I’m no entomologist, but even if I were, this guy would freak me out. The name itself is the stuff of science fiction, as this book cover suggests. The devil’s coach-horse is a beetle one hopes does not really exist.
The troubling thing is that this thing really does exist; I collected this specimen just outside my office door.
I thought at first this was a large ant. After closer inspection, I realized for that to be true, it would have to be an ant on The Mother of All Steroids. It measured fully one inch long, with jaws that could disassemble a Tonka Toy model dump truck with a single chomp.
I gingerly tried to gather the specimen in an empty plastic jar that used to contain Folgers coffee crystals. Suddenly, my mini-monster raised its tail straight into the air, as if to strike like a scorpion. At its end gleamed two white menacing tips, looking as though they could launch some sort of secret weaponry. Its mouth opened up like a Vise-Grip pliers, ready to sink into its next meal: me.
Dropping the Folgers jar, I clawed for the wall behind me, like a child clinging to its mother’s skirt; this one-inch mystery monster had me cornered. Pulse throbbing, I grabbed the disassembled Folgers lid and jar and did what any red-blooded male would do: I prepared to tromp him, leaving nothing behind but beetle pudding, a set of giant mandibles, and a tail full of venom or puss or poisonous juice that he would have injected into a vein. I imagined my death to be slow and painful, the poison probably first paralyzing my vocal cords as a precautionary measure, so that I could not squeal for help.
Then the unexpected happened. The cold-blooded vermin dropped his tail, turned, and attempted to retreat. It was now or never, life or death. I sprang at him, Folgers lid and jar in hand, and, mercifully, in his confusion, he did not kill me. He was my prisoner.
I kept my captive overnight, wondering just what chemical or radiation exposure had created my monster beetle.
What on earth was this miniature monster all about??
The Google search began. Eventually, I found him out:
“The other popular name for this beetle is ‘cocktail’, because of its habit of raising its tail like a scorpion when it feels threatened. It cannot sting like a scorpion, but it does have another, rather bizarre defense mechanism.

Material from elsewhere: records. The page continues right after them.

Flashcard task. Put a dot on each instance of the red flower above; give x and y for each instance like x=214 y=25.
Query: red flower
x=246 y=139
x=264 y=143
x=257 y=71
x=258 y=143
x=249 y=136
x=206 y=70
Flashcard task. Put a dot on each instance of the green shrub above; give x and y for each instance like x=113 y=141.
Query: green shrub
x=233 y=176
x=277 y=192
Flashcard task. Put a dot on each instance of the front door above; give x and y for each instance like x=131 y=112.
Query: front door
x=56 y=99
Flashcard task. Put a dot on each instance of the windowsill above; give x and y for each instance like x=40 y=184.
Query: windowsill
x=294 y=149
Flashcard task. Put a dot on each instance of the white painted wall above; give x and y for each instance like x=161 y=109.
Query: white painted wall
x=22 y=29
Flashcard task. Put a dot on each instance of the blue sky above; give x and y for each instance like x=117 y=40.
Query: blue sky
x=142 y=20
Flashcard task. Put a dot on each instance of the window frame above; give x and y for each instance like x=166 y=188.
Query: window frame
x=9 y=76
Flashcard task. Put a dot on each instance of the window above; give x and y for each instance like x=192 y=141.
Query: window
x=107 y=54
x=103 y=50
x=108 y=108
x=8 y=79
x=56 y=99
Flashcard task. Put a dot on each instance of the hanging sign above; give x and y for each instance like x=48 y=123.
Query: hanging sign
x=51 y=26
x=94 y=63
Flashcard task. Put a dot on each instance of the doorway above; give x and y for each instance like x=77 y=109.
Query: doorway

At the end of its abdomen are a pair of white glands which can emit a foul smell. It can also squirt a stinking brown fluid from its mouth and anus.
“The ‘devil’s coach-horse’ name came from Irish mythology where this particular beetle was considered a symbol of corruption. It was believed to have the power to kill on sight, and that it would eat sinners. When the beetle raised its tail, it was thought to be casting a curse. The foul smelling fluid emitted added to the effect.”
Mystery solved, but no more comforted, I nervously peered into his big, cold, expressionless bug-eyes. I wondered what that beetle-brain thought about the kind of creature that was staring back at him.
And still, I pondered how he yet planned to end my life.